Carolyne Curley July 20, 2012 at 07:13 PM
Jim Goodness continues: "Finally, Fr. Hoatson contends throughout his filing that he has been a victim of abuse from his earliest days, and that his time in high school, and as a member of the Christian Brothers congregation, and as both a seminarian and priest have been marred by a constant stream of sexual abuse by clergy and religious. Yet, in his own words, written during the time he was preparing for the priesthood, Father presents a very different picture – one in which he claims that his time in high school was idyllic, that his role models among the Christian Brothers in high school were exemplary, but that his problems with the religious life were centered around the rural atmosphere where he was living, and the onset of panic attacks."

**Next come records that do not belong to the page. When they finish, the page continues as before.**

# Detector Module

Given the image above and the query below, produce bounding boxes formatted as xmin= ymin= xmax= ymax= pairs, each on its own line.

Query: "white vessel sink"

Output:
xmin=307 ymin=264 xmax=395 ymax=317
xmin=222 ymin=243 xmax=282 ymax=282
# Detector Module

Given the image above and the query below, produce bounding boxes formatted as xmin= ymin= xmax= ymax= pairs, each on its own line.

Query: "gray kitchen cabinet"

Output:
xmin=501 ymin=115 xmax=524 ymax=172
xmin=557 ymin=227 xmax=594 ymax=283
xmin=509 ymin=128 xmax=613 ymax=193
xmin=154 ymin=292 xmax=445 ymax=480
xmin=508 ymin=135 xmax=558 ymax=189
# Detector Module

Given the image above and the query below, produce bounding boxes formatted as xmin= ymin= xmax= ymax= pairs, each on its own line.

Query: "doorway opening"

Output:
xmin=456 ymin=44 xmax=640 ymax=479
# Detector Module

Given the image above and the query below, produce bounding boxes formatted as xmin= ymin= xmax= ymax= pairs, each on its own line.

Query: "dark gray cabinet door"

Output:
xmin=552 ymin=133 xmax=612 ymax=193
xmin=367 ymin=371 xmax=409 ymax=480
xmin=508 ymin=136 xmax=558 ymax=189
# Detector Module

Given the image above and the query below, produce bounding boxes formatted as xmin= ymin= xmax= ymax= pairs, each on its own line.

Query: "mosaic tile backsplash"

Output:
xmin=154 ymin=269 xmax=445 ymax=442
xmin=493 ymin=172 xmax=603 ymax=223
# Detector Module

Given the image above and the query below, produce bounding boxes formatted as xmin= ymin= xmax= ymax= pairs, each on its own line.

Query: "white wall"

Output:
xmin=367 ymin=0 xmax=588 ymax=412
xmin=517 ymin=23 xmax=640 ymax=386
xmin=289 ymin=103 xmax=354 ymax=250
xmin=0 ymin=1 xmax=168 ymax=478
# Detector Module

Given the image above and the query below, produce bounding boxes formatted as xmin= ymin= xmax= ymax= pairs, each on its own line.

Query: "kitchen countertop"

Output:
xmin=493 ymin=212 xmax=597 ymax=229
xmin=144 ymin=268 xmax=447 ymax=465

Carolyne Curley July 20, 2012 at 07:14 PM
Jim Goodness continues: "Throughout his filing, Fr. Hoatson talks about his “belief” in the fabrications he outlined. As a Catholic layperson I, too, believe in many things – in redemption, and most specifically, in the power of prayer. I pray that you will all see Fr. Hoatson’s attempt to hide his own failings for what it is – the work of a troubled man, and that you see that this is newsworthy only in that a priest with failings has chosen not to seek help, but to lash out at those who are ready to help him through his troubles." Full Text: http://www.rcan.org/index.cfm?fuseaction=feature.display&feature_id=130 Fr. Hoatson’s November 6, 2002 request to leave Our Lady of Good Counsel School: http://www.rcan.org/images/press/hoatsonletter1.pdf Bishop Serratelli’s February 5, 2003 response acknowledging that his request would be effective in June 2003: http://www.rcan.org/images/press/seratelliletter1.pdf Statement issued by the Diocese of Albany, December 14, 2005 in response to a lawsuit filed in federal court in New York by Fr. Robert Hoatson: http://www.rcan.org/images/press/hoatson_albany.pdf
Robert Hoatson July 21, 2012 at 08:04 PM
Thank you, Andrea Lieberman, for your supportive words. It's heartening to know that some people just "get it." The protection of children is too important a mission to allow the naysayers and enablers to minimize it. Thanks again.